To show how powerful these tools can be, Grossman points to the way
some corporations have persuaded legislatures to write additional
protections into state charter regulations to shield them from
hostile takeovers. These particular charter changes-, known as
constituency statutes, can now be used in 29 states to protect
corporate directors from shareholder lawsuits if they make a
decision — from mergers and acquisitions to plant closings — that
may be beneficial to workers or the local community, but not
necessarily to the pocketbooks of stockholders. In a 1987
Pennsylvania case, for instance, the court ruled that Commonwealth
National Financial Corporation could approve a merger with Mellon
Bank even though the bid was lower than that of its other suitor,
Meridian Bancorp. Citing the state’s constituency statute, the
court ruled that the board was not shirking its fiduciary duties
because its employees would have greater opportunities with Mellon
than with Meridian.

This may not represent a radical transfer of power — citizens
still don’t have the right to sue if their needs are ignored —
but, as Marjorie Kelly, editor and publisher of Business Ethics,
has written, strengthening constituency statutes could usher in ‘a
kind of Copernican revolution . [in which] stockholders are no
longer the exact center of the corporate solar system.’

What would such a democratic capitalism look like? Grossman says
its effects would be dramatic. ‘The whole question of what is
private and public in terms of property and decision-making would
change,’ he explains. ‘Technology and product decision-making would
have to be a much more public process.’

Social audits. Not all corporations, of course, are slaves to the
bottom line. In fact, some companies are so concerned about their
impact on the world that they voluntarily undergo comprehensive
evaluations of their operations by independent auditors. These
audits, based primarily on social and environmental factors, were
popularized three years ago by Ben & Jerry’s and The Body Shop
in response to criticism of their reputations as socially
responsible companies. Now, a number of mainstream companies —
including every major accounting firm — are embracing the concept
as well.

The Body Shop’s 1995 audit, which was performed by Kirk Hanson,
longtime director of the Business Enterprise Trust at Stanford
University, demonstrated both the promise and the perils of this
trend. Hanson measured the Body Shop’s performance using the
so-called ‘social indicator’ method pioneered by ethical investment
firms. This method gives greater weight to a company’s policies on
popular political issues (i.e. animal testing, human rights, energy
conservation) than it gives to its performance in areas directly
affecting its stakeholders (such as employee relations, corporate
governance, product quality). Hanson gave the company low marks in
the more traditional areas of social responsibility — wages,
working conditions, product quality, management accountability —
while praising its environmental efforts and publicity campaigns
about social issues. ‘Overall,’ he wrote, ‘The Body Shop
demonstrates greater social responsibility and better social
performance than most companies of its size.’
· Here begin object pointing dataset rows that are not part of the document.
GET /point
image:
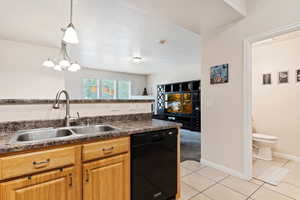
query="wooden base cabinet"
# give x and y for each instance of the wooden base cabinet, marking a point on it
(54, 185)
(107, 179)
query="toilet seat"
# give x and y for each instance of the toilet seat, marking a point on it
(263, 136)
(263, 144)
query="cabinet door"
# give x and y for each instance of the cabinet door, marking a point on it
(107, 179)
(54, 185)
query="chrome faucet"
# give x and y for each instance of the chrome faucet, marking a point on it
(56, 105)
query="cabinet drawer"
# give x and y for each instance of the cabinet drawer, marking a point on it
(105, 148)
(29, 163)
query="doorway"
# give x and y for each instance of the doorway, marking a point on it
(269, 80)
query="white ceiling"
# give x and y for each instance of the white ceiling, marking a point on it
(280, 38)
(112, 31)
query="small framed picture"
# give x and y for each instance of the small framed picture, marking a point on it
(283, 77)
(267, 79)
(298, 75)
(219, 74)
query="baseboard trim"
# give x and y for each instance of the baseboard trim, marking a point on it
(224, 169)
(286, 156)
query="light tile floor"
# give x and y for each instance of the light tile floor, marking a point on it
(200, 182)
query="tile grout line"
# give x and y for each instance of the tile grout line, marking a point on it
(249, 197)
(239, 191)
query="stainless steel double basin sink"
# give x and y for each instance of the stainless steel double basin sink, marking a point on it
(60, 133)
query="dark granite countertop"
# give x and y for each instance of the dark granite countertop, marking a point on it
(126, 128)
(73, 101)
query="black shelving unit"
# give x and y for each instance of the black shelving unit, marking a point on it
(190, 121)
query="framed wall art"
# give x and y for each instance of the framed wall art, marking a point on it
(283, 77)
(298, 75)
(219, 74)
(267, 79)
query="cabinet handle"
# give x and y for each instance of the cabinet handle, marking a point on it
(71, 180)
(108, 150)
(87, 178)
(41, 164)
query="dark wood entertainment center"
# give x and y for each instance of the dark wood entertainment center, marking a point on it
(192, 120)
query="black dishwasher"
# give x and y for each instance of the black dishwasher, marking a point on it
(154, 165)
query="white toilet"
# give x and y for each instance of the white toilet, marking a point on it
(263, 146)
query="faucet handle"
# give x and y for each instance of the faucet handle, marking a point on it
(75, 118)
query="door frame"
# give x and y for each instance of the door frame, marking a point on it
(247, 89)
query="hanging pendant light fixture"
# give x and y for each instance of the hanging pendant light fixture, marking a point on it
(63, 62)
(70, 34)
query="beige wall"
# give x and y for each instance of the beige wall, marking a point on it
(22, 74)
(222, 105)
(276, 107)
(46, 112)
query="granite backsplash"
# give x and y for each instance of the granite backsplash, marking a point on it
(13, 126)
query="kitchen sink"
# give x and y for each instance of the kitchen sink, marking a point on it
(60, 133)
(93, 129)
(42, 134)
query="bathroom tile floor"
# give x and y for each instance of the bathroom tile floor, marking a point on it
(200, 182)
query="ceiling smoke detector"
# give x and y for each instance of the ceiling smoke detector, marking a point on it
(163, 41)
(137, 59)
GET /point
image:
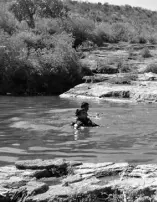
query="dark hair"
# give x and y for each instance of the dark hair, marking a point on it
(78, 111)
(84, 104)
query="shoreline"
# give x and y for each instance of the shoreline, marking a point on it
(60, 180)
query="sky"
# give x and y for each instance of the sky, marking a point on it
(148, 4)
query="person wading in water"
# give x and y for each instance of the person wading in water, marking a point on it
(82, 119)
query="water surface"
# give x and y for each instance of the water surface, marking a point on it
(39, 127)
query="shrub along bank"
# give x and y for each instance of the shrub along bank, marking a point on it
(40, 39)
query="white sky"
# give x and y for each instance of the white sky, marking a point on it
(148, 4)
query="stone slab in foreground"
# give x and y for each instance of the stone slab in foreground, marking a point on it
(33, 180)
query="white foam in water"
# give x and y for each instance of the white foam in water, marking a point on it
(60, 110)
(15, 119)
(12, 150)
(9, 159)
(16, 144)
(37, 127)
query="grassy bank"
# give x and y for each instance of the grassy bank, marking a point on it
(41, 42)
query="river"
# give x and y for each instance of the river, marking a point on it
(39, 127)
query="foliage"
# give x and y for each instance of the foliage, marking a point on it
(52, 9)
(8, 23)
(151, 68)
(146, 53)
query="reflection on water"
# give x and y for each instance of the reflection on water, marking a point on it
(39, 127)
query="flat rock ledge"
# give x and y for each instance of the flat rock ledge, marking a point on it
(61, 180)
(144, 89)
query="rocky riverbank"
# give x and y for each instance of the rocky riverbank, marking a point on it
(61, 180)
(119, 74)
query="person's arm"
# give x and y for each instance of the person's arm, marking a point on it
(91, 123)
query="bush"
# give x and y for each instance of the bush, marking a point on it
(80, 28)
(47, 25)
(120, 32)
(151, 68)
(153, 39)
(146, 53)
(102, 33)
(8, 23)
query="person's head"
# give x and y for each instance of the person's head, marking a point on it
(85, 106)
(81, 114)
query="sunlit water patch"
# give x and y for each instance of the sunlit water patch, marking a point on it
(39, 127)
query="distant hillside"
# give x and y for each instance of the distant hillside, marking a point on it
(141, 19)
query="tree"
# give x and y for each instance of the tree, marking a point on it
(25, 10)
(52, 8)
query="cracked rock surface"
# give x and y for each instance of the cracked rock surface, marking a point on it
(61, 180)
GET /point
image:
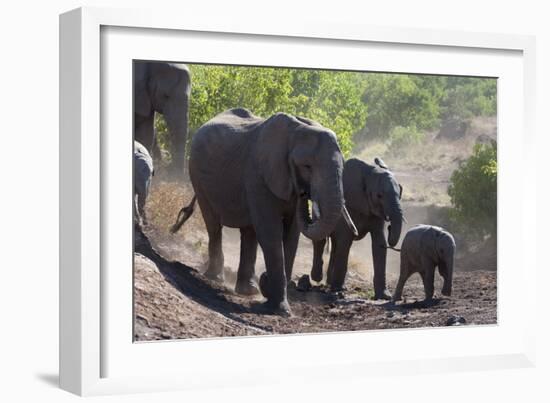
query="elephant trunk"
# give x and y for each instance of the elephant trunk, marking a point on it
(327, 206)
(396, 222)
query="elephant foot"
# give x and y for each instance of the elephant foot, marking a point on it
(214, 275)
(263, 285)
(336, 287)
(446, 293)
(317, 275)
(385, 295)
(247, 288)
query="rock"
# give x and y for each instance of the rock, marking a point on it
(455, 321)
(304, 284)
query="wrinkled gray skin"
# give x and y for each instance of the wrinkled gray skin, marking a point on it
(162, 88)
(372, 197)
(257, 175)
(143, 173)
(425, 247)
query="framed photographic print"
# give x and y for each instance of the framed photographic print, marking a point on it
(237, 197)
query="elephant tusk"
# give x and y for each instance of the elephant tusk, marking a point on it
(315, 210)
(349, 221)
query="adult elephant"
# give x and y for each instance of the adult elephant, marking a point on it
(260, 175)
(372, 197)
(162, 88)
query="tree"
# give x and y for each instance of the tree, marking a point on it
(333, 98)
(473, 192)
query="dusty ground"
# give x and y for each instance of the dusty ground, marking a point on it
(173, 300)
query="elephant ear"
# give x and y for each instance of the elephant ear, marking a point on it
(273, 154)
(142, 97)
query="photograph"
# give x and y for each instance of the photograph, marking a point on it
(274, 200)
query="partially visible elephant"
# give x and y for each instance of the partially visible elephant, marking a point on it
(259, 175)
(143, 173)
(372, 197)
(164, 88)
(425, 247)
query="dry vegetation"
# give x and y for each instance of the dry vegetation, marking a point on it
(173, 300)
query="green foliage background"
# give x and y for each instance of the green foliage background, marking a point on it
(395, 109)
(473, 192)
(357, 106)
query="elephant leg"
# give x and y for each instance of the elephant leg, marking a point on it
(141, 207)
(317, 268)
(291, 235)
(428, 279)
(144, 133)
(269, 232)
(178, 142)
(137, 216)
(338, 265)
(249, 246)
(214, 229)
(404, 275)
(379, 253)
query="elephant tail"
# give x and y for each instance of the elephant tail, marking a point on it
(184, 215)
(327, 247)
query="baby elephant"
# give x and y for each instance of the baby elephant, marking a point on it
(143, 172)
(425, 247)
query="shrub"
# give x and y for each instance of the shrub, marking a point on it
(473, 192)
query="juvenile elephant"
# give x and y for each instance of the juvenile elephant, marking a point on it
(425, 247)
(143, 173)
(164, 88)
(259, 175)
(372, 197)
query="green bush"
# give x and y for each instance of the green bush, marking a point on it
(332, 98)
(473, 192)
(466, 97)
(399, 100)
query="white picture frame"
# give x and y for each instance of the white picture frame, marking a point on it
(96, 354)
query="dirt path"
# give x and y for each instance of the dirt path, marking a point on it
(173, 300)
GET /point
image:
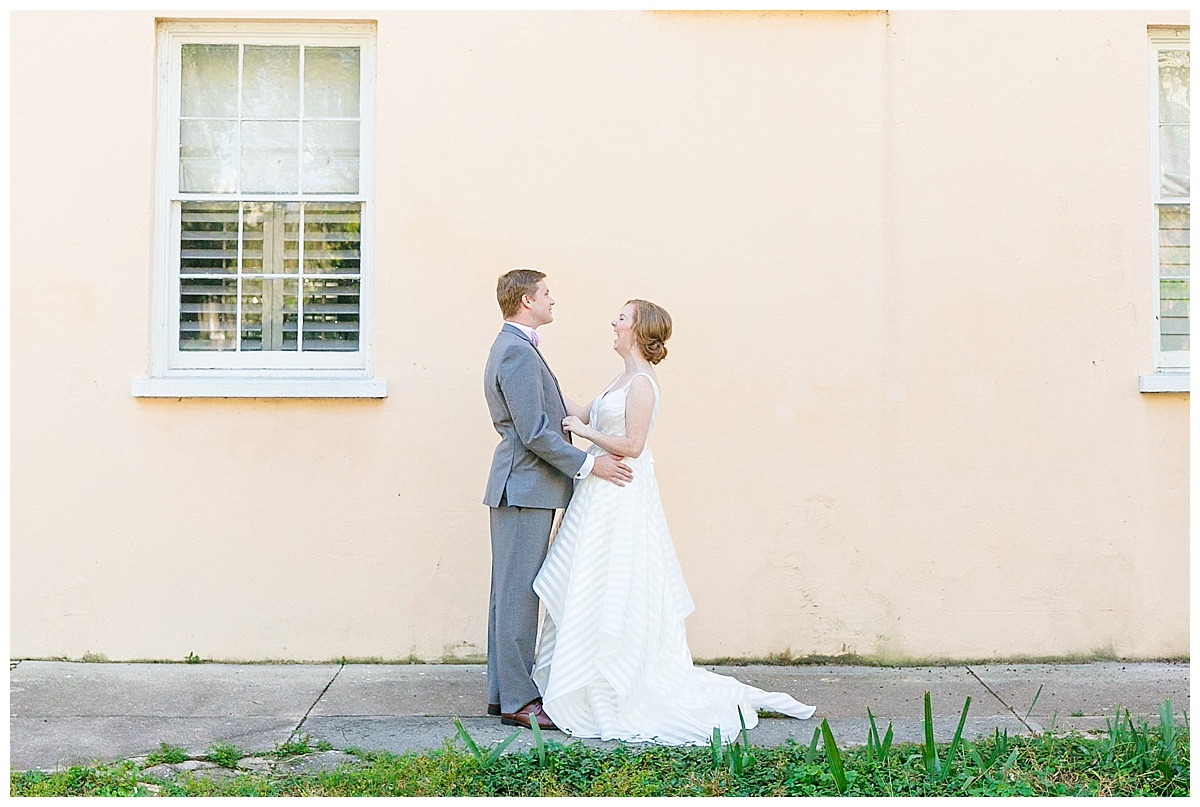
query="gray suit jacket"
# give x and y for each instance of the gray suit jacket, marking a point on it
(534, 464)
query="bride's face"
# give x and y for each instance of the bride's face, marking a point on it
(623, 326)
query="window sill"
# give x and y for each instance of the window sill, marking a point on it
(1167, 382)
(262, 387)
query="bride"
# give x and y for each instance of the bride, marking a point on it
(612, 658)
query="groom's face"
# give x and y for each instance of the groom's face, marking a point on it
(541, 304)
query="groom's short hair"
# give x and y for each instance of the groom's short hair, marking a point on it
(515, 285)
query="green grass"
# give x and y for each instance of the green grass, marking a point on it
(1128, 759)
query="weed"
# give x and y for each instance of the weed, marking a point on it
(485, 758)
(877, 749)
(834, 757)
(934, 764)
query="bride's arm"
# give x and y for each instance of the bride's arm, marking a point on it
(639, 411)
(582, 412)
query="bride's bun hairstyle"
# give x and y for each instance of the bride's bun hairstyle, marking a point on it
(652, 328)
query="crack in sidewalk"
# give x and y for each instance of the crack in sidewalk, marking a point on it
(322, 694)
(994, 694)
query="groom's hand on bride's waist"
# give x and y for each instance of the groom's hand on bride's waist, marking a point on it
(610, 466)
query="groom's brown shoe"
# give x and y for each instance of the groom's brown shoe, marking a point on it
(525, 717)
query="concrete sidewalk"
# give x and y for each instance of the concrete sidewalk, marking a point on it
(66, 713)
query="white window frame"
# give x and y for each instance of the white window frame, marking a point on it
(273, 374)
(1171, 368)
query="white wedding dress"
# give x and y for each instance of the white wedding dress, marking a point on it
(612, 658)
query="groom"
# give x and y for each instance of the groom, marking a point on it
(533, 473)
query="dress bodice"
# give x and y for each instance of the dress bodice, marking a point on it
(609, 410)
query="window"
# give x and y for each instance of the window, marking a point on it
(265, 209)
(1171, 191)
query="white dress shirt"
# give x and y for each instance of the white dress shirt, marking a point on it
(589, 460)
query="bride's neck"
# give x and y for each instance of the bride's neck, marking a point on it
(635, 363)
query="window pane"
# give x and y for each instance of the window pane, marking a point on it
(1174, 323)
(1175, 160)
(270, 82)
(1175, 117)
(208, 314)
(208, 238)
(333, 238)
(1174, 82)
(208, 156)
(270, 241)
(331, 156)
(331, 314)
(209, 81)
(269, 156)
(331, 82)
(252, 314)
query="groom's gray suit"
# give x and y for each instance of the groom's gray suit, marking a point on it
(532, 474)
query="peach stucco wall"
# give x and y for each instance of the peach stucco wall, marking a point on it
(909, 261)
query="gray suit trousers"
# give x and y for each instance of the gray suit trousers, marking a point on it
(520, 537)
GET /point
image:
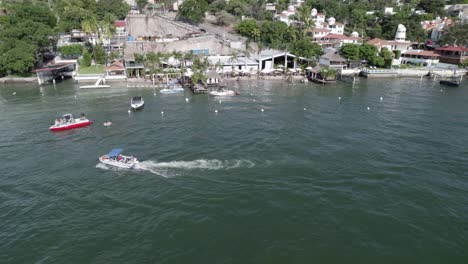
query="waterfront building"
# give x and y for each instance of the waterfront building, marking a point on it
(227, 64)
(117, 41)
(115, 69)
(453, 54)
(268, 59)
(338, 40)
(76, 37)
(420, 57)
(436, 27)
(399, 43)
(157, 29)
(333, 60)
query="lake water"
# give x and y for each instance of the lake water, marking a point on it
(326, 174)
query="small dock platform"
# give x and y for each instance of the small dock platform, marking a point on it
(198, 89)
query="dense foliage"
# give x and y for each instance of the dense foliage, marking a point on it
(25, 36)
(368, 53)
(456, 35)
(193, 11)
(70, 50)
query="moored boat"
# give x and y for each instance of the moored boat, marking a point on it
(137, 103)
(172, 89)
(116, 159)
(68, 122)
(100, 83)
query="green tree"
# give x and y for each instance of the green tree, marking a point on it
(435, 7)
(456, 35)
(71, 50)
(248, 28)
(141, 3)
(193, 11)
(25, 36)
(118, 8)
(305, 48)
(351, 51)
(387, 55)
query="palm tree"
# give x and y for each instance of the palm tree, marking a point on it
(304, 17)
(89, 26)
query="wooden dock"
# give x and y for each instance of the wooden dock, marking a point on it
(198, 89)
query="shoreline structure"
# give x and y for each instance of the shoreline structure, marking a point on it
(366, 73)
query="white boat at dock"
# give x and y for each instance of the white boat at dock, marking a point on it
(116, 159)
(137, 103)
(172, 89)
(223, 92)
(100, 83)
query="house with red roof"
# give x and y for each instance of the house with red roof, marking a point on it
(420, 57)
(338, 40)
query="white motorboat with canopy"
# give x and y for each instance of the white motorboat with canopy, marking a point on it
(172, 89)
(137, 103)
(115, 158)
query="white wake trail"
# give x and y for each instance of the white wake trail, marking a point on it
(169, 169)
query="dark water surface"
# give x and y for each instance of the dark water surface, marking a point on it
(312, 179)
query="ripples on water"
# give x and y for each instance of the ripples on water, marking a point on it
(333, 182)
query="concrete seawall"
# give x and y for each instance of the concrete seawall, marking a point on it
(409, 73)
(18, 79)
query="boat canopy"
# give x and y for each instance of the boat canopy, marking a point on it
(115, 152)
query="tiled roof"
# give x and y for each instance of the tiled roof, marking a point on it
(333, 57)
(425, 53)
(119, 23)
(452, 48)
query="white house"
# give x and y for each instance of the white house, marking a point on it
(333, 60)
(229, 64)
(337, 40)
(424, 57)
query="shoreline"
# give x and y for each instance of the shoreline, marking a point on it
(18, 79)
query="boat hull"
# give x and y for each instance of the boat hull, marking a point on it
(105, 160)
(172, 91)
(94, 86)
(450, 83)
(137, 106)
(71, 126)
(227, 93)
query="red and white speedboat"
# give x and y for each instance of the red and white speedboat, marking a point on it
(68, 122)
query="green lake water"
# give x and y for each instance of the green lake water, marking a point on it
(325, 174)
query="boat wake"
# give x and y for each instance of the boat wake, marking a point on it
(175, 168)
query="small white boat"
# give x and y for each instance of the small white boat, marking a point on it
(116, 159)
(137, 103)
(99, 84)
(68, 122)
(172, 89)
(223, 93)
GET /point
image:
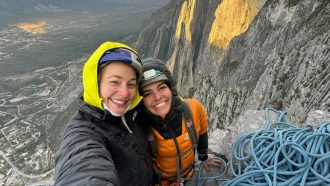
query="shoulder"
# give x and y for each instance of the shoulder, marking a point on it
(192, 102)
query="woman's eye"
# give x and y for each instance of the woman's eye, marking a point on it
(114, 82)
(163, 87)
(132, 85)
(145, 94)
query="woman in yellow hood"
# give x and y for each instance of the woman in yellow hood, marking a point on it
(105, 142)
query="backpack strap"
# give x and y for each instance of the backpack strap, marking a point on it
(189, 122)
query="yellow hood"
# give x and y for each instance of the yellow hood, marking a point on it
(90, 82)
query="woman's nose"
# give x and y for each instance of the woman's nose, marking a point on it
(124, 91)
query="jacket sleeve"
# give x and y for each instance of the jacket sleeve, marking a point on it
(83, 159)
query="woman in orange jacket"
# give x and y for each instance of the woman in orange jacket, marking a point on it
(178, 126)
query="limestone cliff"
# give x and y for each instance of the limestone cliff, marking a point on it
(245, 55)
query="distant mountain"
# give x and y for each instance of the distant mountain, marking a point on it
(237, 55)
(19, 10)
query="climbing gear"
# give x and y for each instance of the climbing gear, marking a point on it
(280, 154)
(151, 76)
(123, 55)
(191, 130)
(158, 66)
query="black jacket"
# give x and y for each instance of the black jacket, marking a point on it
(97, 149)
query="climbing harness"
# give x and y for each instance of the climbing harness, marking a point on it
(281, 154)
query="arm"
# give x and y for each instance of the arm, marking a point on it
(83, 158)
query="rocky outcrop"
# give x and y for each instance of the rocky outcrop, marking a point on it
(277, 56)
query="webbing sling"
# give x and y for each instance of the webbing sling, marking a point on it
(189, 123)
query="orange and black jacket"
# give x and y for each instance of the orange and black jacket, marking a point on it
(173, 126)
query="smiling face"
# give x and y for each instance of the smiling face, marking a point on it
(117, 86)
(157, 98)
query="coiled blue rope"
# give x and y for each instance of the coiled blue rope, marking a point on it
(281, 154)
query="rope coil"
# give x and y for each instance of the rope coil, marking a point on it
(281, 154)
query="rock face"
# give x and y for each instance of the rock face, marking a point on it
(240, 55)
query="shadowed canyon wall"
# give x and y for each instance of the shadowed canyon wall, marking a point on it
(239, 55)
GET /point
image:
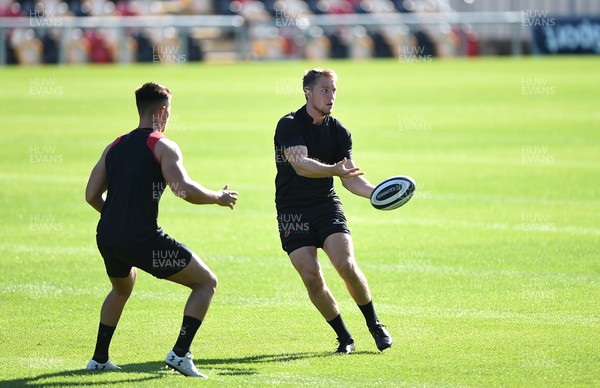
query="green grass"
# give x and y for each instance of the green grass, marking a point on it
(489, 276)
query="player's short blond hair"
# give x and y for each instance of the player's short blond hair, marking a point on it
(151, 95)
(312, 76)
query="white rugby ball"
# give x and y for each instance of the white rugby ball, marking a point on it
(393, 192)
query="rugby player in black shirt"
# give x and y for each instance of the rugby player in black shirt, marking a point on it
(312, 147)
(135, 170)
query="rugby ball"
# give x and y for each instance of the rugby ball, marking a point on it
(393, 192)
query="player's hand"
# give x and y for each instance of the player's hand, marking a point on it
(342, 171)
(227, 197)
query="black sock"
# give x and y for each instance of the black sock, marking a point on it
(369, 312)
(189, 327)
(338, 325)
(103, 342)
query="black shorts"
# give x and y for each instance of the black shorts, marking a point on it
(310, 226)
(162, 256)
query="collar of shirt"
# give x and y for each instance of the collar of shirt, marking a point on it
(306, 119)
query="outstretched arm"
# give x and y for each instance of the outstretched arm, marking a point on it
(171, 161)
(97, 183)
(310, 168)
(358, 185)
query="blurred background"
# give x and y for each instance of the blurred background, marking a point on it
(179, 31)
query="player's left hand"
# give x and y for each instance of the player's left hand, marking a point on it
(227, 197)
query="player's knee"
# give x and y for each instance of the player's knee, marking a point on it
(213, 281)
(314, 282)
(347, 269)
(122, 292)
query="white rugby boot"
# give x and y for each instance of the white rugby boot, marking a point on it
(183, 365)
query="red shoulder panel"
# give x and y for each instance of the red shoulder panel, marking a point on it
(151, 142)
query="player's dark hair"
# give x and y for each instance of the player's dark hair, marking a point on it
(149, 96)
(312, 76)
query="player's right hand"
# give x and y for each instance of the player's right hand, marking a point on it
(227, 197)
(343, 172)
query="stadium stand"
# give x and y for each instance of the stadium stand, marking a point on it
(275, 29)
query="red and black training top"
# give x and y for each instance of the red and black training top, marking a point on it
(135, 186)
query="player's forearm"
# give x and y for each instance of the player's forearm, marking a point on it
(310, 168)
(96, 202)
(195, 193)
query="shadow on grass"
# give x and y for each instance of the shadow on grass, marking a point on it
(152, 370)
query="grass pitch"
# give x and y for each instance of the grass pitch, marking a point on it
(489, 276)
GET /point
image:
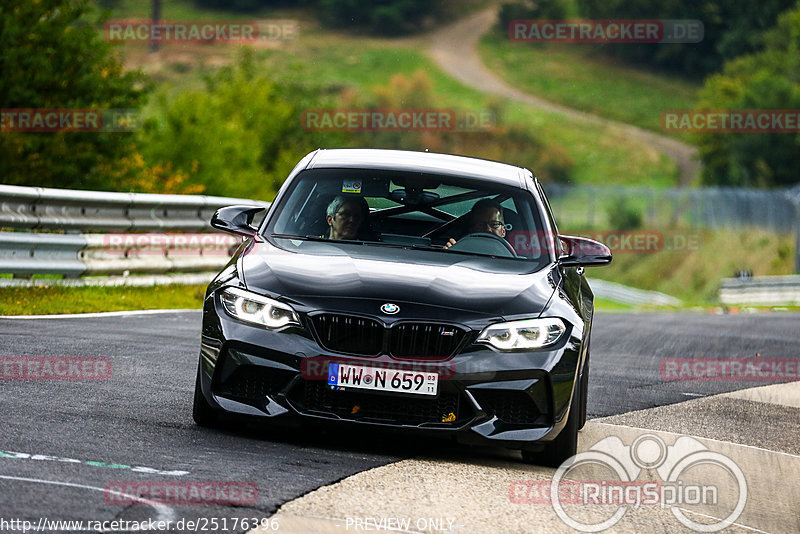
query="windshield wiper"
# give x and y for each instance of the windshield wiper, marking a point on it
(318, 238)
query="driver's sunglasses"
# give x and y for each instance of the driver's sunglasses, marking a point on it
(347, 214)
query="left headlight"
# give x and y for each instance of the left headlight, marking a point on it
(257, 309)
(527, 334)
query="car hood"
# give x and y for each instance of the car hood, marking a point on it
(362, 278)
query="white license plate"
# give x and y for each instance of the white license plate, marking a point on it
(399, 381)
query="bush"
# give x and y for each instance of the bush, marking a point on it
(622, 215)
(766, 80)
(53, 57)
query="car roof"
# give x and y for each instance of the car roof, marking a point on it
(425, 162)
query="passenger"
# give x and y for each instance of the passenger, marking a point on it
(486, 216)
(345, 216)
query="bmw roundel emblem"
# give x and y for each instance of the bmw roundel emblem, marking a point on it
(390, 308)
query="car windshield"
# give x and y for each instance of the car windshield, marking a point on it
(444, 214)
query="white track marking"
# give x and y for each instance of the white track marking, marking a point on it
(165, 513)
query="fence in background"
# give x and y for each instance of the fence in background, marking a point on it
(65, 232)
(86, 248)
(712, 208)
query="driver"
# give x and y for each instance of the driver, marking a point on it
(344, 216)
(485, 216)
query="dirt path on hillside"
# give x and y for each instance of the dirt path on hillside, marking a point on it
(454, 48)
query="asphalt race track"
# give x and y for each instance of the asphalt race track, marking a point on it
(64, 441)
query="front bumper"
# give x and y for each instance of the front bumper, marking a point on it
(485, 397)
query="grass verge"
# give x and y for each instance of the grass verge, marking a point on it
(693, 275)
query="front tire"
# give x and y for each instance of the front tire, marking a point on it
(202, 412)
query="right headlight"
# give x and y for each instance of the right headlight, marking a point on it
(258, 309)
(526, 334)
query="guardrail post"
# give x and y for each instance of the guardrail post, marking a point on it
(794, 198)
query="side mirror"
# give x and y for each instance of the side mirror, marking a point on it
(582, 252)
(236, 220)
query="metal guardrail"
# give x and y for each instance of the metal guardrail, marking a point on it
(767, 290)
(80, 252)
(39, 208)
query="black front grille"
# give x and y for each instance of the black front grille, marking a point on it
(423, 340)
(367, 337)
(254, 382)
(350, 335)
(513, 407)
(317, 398)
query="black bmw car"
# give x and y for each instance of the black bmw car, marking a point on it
(409, 290)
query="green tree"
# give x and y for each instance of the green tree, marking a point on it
(382, 17)
(766, 80)
(239, 137)
(51, 56)
(731, 28)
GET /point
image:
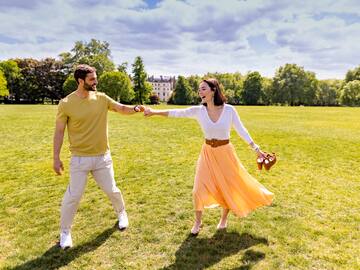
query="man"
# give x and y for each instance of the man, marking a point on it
(84, 113)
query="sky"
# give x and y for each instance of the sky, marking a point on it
(191, 36)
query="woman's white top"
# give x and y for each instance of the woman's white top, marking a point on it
(215, 130)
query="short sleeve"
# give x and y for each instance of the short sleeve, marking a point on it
(110, 103)
(61, 115)
(191, 112)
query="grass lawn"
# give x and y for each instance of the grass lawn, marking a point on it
(314, 222)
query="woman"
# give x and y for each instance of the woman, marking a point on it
(220, 177)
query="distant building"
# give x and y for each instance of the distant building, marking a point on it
(162, 86)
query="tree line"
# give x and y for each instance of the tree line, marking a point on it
(291, 85)
(48, 80)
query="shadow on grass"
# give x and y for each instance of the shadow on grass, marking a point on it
(55, 257)
(200, 253)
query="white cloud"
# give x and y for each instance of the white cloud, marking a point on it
(188, 37)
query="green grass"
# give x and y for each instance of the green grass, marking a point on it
(314, 222)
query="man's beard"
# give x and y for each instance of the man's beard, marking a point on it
(89, 87)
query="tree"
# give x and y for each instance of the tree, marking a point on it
(288, 85)
(123, 67)
(40, 79)
(350, 94)
(327, 94)
(12, 74)
(139, 77)
(252, 88)
(69, 85)
(311, 88)
(266, 93)
(3, 85)
(353, 75)
(154, 99)
(117, 85)
(182, 94)
(94, 53)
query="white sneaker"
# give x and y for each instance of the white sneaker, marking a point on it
(65, 239)
(123, 220)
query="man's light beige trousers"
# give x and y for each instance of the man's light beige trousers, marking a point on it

In response to Hanson’s report, Curtis Verschoor, an accounting
professor at DePaul University and leading advocate of social
auditing, argues that Hanson’s audit was seriously flawed and
should not be looked upon as a standard for the future. As
Verschoor explained in a monograph he co-authored with journalist
Jon Entine,’It appears that Hanson puts aside his own concerns
about its honesty and ethics to embrace Body Shop’s contentions
that it should be judged by its intentions and the decibel level of
its social campaigns, not its social performance.’

More thorough and subjective social audit models do exist. Among
the most popular are the social balance sheet, which integrates
financial and social reporting by assigning a dollar value to a
company’s social impact, and benchmarking by objectives, which
compares actual company performance with stated objectives. These
methods are the primary tools of the accounting firms that are so
aggressively pushing corporate social auditing into the mainstream
business world. They’re not perfect, Verschoor admits, and in the
absence of credible, recognized standards of ethical behavior, they
will inevitably be inconclusive. Still, it’s a positive step. ‘Even
if these audits are only done by a few people on a voluntary
basis,’ he says, ‘it will lead the way to more socially responsible
behavior on the part of corporations.